Abstract:
Near-infrared spectroscopy (NIRS) has been widely used to rapidly assess crop residue nutrients. However, the different spectral preprocessing can pose varying impacts on the performance of the NIRS models, depending mainly on the application and device. Therefore, this study aims to explore the effects and mechanisms of preprocessing techniques on the rapid quantitative models derived from different near-infrared devices. 250 samples of the crop residues were collected, including rice, wheat, maize, rapeseed, and cotton. A systematic analysis was then made of their carbon (C), nitrogen (N), and carbon-to-nitrogen ratio (C/N) data. Two representative near-infrared devices were used to capture the spectra: one for laboratory use, and another for online engineering applications. Five preprocessing techniques were evaluated, including the detrending (DTD), multivariate scatter correction (MSC), standard normal variate transformation (SNV), Savitzky-Golay smoothing (SG), and the first derivative of Savitzky-Golay convolution (SGD1).
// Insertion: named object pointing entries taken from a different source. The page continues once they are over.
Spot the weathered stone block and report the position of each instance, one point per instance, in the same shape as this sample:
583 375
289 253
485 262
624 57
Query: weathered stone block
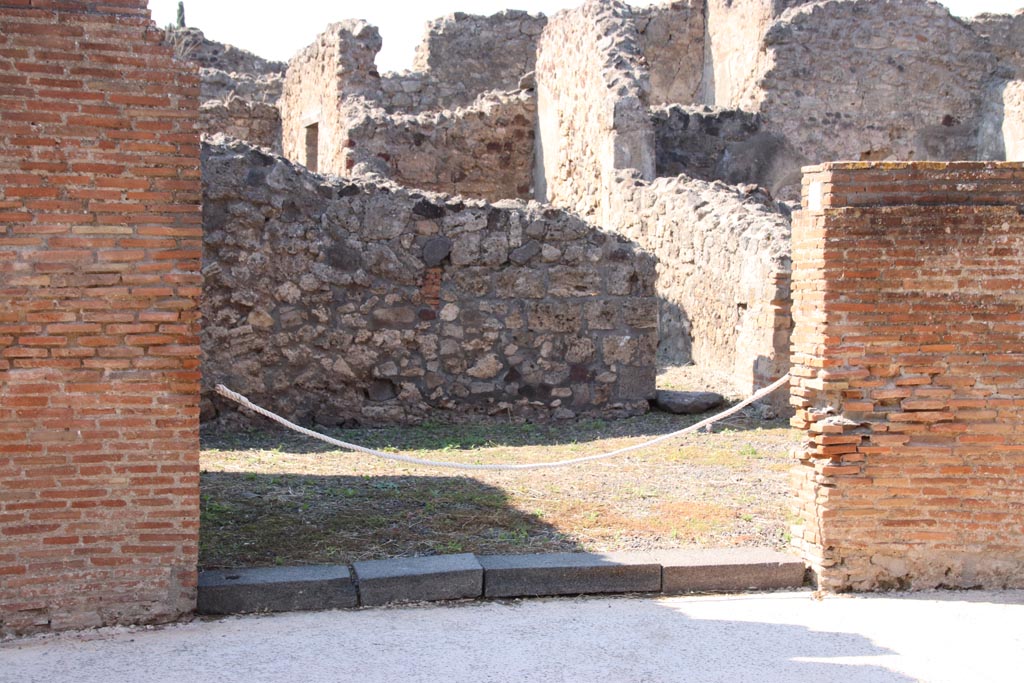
568 573
274 589
416 579
728 569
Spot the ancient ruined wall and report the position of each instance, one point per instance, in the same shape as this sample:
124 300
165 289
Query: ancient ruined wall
702 141
99 254
672 39
359 302
890 79
907 375
239 90
482 152
190 43
722 274
466 54
254 122
1005 34
592 117
723 271
339 62
734 51
222 86
1012 129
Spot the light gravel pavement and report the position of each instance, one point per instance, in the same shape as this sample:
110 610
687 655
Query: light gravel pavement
962 637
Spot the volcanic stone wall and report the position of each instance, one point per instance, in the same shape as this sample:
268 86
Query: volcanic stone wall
340 62
99 257
257 123
889 79
463 55
723 269
723 273
363 302
908 375
483 152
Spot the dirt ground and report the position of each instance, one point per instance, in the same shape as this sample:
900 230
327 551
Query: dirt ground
278 498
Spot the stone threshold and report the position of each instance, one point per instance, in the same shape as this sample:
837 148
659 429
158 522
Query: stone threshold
461 577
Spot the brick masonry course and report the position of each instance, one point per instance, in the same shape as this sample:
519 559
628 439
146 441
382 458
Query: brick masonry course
907 366
100 239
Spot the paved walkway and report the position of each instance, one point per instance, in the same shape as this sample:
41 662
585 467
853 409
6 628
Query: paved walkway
962 637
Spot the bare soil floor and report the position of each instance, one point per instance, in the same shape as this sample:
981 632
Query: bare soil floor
278 498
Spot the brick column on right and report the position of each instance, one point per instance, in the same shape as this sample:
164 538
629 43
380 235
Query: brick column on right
908 374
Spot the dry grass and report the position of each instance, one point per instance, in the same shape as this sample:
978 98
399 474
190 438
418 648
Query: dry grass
274 497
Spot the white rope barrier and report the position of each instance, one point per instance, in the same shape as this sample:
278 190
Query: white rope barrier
239 398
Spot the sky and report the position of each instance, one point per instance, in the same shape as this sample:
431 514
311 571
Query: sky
279 29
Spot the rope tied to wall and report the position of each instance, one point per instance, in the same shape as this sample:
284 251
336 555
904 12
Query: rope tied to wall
242 400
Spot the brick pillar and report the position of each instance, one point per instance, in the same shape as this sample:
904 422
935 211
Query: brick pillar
908 374
99 256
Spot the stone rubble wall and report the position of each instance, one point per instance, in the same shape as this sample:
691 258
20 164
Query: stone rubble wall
482 152
890 79
257 123
463 55
701 141
723 269
358 301
220 56
221 86
723 273
907 375
239 90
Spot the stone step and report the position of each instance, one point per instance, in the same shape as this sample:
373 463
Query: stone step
419 579
467 575
275 589
568 573
727 569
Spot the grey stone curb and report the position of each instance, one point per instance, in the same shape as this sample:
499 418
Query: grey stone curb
275 590
466 575
568 573
419 579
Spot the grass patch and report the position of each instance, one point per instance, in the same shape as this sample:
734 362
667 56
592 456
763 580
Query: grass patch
278 498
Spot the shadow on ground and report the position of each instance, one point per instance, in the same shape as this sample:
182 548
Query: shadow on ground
251 519
431 436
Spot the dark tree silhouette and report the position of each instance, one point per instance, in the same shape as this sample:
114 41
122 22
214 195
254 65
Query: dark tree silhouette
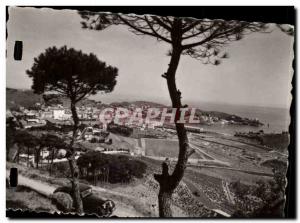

An investigation was implemented to explore the impact of these preprocessing techniques and their combinations on the data from the laboratory and online engineering devices in a multidimensional manner. The spectral prediction models were constructed to evaluate the RMSE and R2 using Partial least square (PLS). The sample set partitioning based on joint x-y distance (SPXY) was utilized for the data split. Meanwhile, the chemical functional group was extensively implied by each model under different preprocessing conditions. There was a great variability of chemical functional groups in the variable importance across different models. The results show that: Spectral curves from the laboratory device exhibited higher variability in the 7 000-4 000 cm
-1 range, which was beneficial for the quantitative models. In contrast, the engineering online device showed prominent waveforms in the 10 000-7 000 cm
-1 range. While both devices shared similar spectral patterns between 7 000-4 000 cm
-1. The autocorrelation analysis was carried out on the spectral patterns. Three correlation intervals were divided into: 10 000-7 100 cm
-1, 7 100-5 300 cm
-1, and 5 300-4 000 cm
-1, corresponding to the near-infrared first overtone and combination regions. Furthermore, the MSC and SNV provided similar preprocessing in the laboratory device. While the DTD and SGD1 were more effective for the engineering online device, particularly in the 4400-4000 cm
-1 range. Overall, the better performance depended mainly on the appropriate selection of preprocessing techniques and their combinations. The weight of spectral bands also increased to predict the chemical properties. Thus the RMSE decreased by 0.01-0.10, while the
R2 increased by 0.01-0.18. The high accuracy of the prediction was ranked in the descending order of the C > N > C/N. While the importance of the spectral variables remained consistent across the different devices for the same material and property. There was a great variation in the weights of the variables. The laboratory device yielded relatively accurate models with minimal influence from preprocessing; The optimal performance was achieved in the single preprocessing, such as the MSC for C, SG for N, or SNV for C/N. In contrast, the engineering online device was required to optimize the model performance using preprocessing, such as the DTD or its combination with the rest. Furthermore, there was no need to prioritize the order of the preprocessing combination, when the SG was combined to process the spectral data. Therefore, an optimal preprocessing was tailored for the specific device and material properties, when developing NIRS models. This research finding can also provide theoretical support to optimize the engineering of online devices. The valuable data and insights can greatly contribute to the high-value and low-carbon utilization of crop residues on a large scale.